Mme Marie-Lou Marcel. L’amendement CE91 vise à substituer, à l’alinéa 11, la dimension européenne à la dimension nationale. Le texte prévoit que les difficultés économiques seront regardées au niveau national dans le secteur d’activité commun aux entreprises en difficulté. Or il est nécessaire de prendre en compte l’activité réelle du groupe tant en France qu’à l’étranger afin d’éviter des baisses d’activité volontaires d’entreprises visant à externaliser la production sur des filiales du groupe et à justifier ainsi des licenciements pour motif économique.

Mme Michèle Bonneton. Les entreprises ayant une dimension internationale recherchent forcément leur équilibre financier et économique au niveau international, et certaines d’entre elles pratiquent d’ailleurs le dumping social en faisant jouer les pays les uns contre les autres, y compris à l’intérieur de l’Union européenne. Ne tenir compte que de la situation française d’une entreprise ou d’un groupe implanté dans plusieurs pays n’a plus de sens à l’heure actuelle, d’autant que certaines s’organisent pour créer des difficultés dans un pays afin de justifier des licenciements, voire des fermetures. Pour cette raison, l’amendement CE26 vise, à l’alinéa 11, à substituer au mot « national » le mot « européen », étant précisé que l’Europe s’entend ici au sens de continent.
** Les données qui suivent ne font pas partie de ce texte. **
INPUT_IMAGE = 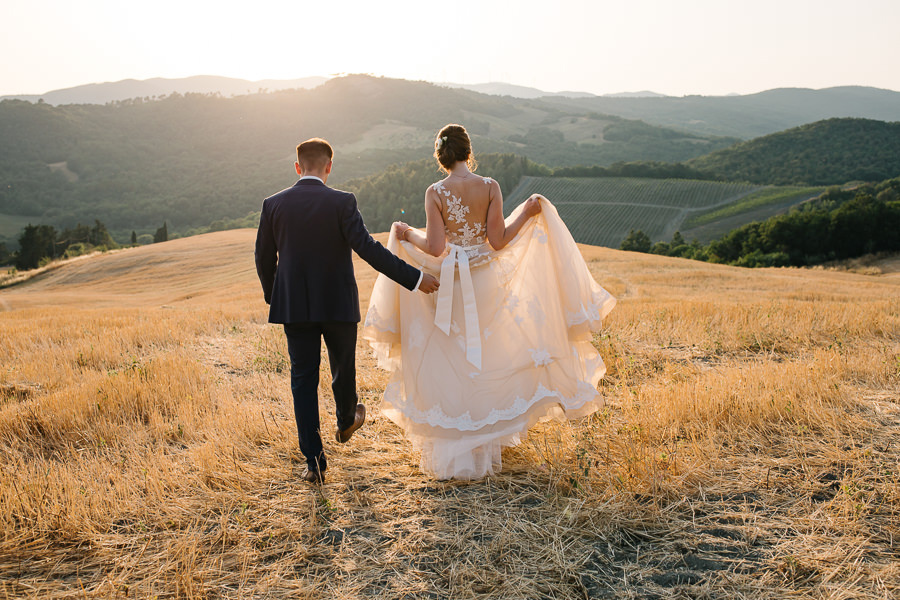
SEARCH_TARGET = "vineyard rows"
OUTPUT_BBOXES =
[504,177,763,247]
Mme Marie-Lou Marcel. L’amendement CE144 a un objet similaire à celui de l’amendement CE91, mais il va plus loin puisqu’il vise à insérer, après le mot « national », les mots « et international ».
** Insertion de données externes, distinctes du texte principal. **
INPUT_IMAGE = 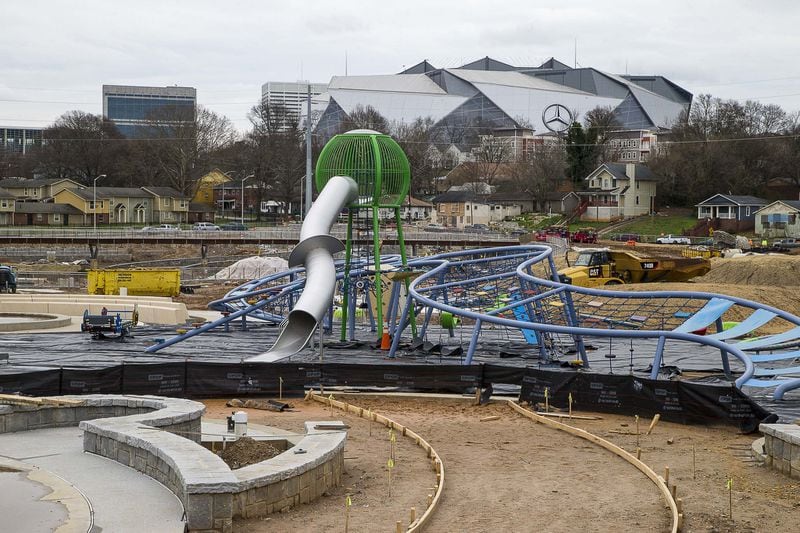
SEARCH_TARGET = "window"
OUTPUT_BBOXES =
[761,214,769,224]
[162,198,170,207]
[636,181,640,189]
[36,214,43,221]
[54,214,60,222]
[746,207,751,216]
[636,196,640,205]
[790,214,797,225]
[179,200,187,208]
[0,200,7,208]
M. le rapporteur pour avis. Plusieurs des amendements qui viennent d’être présentés visent à éviter les opérations consistant à créer artificiellement les conditions d’affaiblissement par un groupe de l’une de ses filiales. Si cette préoccupation est légitime, elle est déjà prise en compte par l’alinéa 12 : « Ne peuvent constituer une cause réelle et sérieuse de licenciement pour motif économique les difficultés économiques créées artificiellement à la seule fin de procéder à des suppressions d’emplois ».

D’autres amendements proposent que le périmètre du licenciement soit étendu à l’Europe ou au monde. Pour ma part, je préfère que l’on s’en tienne au texte en son état actuel, c’est-à-dire que le périmètre du licenciement économique soit défini en fonction de la nature de l’activité considérée au niveau local, et non en fonction des activités du groupe, qui peuvent être extrêmement diverses et se trouver dans des situations économiques très différentes – certaines peuvent être florissantes, d’autres en difficulté. Or la meilleure façon de préserver un ensemble économique, c’est de lui permettre d’évoluer, de gérer ses activités et son marché, de s’adapter à sa clientèle et de faire évoluer ses productions, ce qui lui impose d’apprécier la situation de chacune de ses filiales en fonction du pays où elle se trouve. De ce point de vue, le périmètre national est le plus adapté pour caractériser un licenciement économique.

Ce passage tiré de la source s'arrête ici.